走ればもっと早く帰れただろうけど、体力はあってもその気力がなかったから。


「………百二十!百二十一!」


見慣れた家が見えてきたところで、炭治郎の気合いの入った大きな声が聞こえてきた。

もっと近付くと素振りをする炭治郎が目に入り、その一生懸命な姿に疲れが吹き飛んだ。
死なない自信はあったけれど、またこうしてあの子の顔を見ることができたことが素直に嬉しい。


「百二十七!百二十八!ひ、百二十九…!ひゃくさ、んじゅ…っ、―――月子姉さん!!?」
「あ、炭治郎…っうぐ!?」


匂いを嗅ぎつけたのだろうか。
目敏くわたしの姿を見付けるや否や、カランと木刀を投げ捨てて言葉通り飛び込んできた炭治郎。
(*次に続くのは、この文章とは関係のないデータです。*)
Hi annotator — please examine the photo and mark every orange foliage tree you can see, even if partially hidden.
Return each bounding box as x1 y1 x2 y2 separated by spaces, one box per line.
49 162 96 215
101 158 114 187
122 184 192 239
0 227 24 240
抱きとめたけれどあまりの勢いに踏ん張れず、地面に尻餅をついた状態で倒れてしまった。


「………炭治郎?」
「よ、よかった…!月子姉さんが無事で!見たところそんなに怪我もないみたいだし、本当に良かった…!!俺、信じるって言ってたけどその言葉は嘘じゃなかったけど!やっぱりすごく、心配だったんだ…っ」


涙声の炭治郎がわたしのお腹顔を埋めて、抱き着いたままそう言った。

逆の立場だったら、と考えれば炭治郎がここまで心配してくれる気持ちがよく分かる。
これほど自分を大切に思ってくれる人がいる。わたしはなんて幸せ者なんだろう。


「ただいま、炭治郎」
「…ああ。おかえり!姉さん」


涙を拭って精一杯の笑顔でそう言ってくれた炭治郎をギュッと力の限り抱き締める。
すると、そんなわたしと炭治郎の二人をひと回り大きな腕が包み込んだ。

見えたのは、空色の羽織と天狗の面。


「―――よく、戻った」


震えているようにも聞こえる、鱗滝さんの声。
その声を聞いた途端、目の奥から熱が込み上げてきて視界が少しずつぼやけていく。

何だかすごく、安心したみたい。
自分のことなのに他人事のようにそう思って、しばらく炭治郎と鱗滝さんの温もりに浸っていた。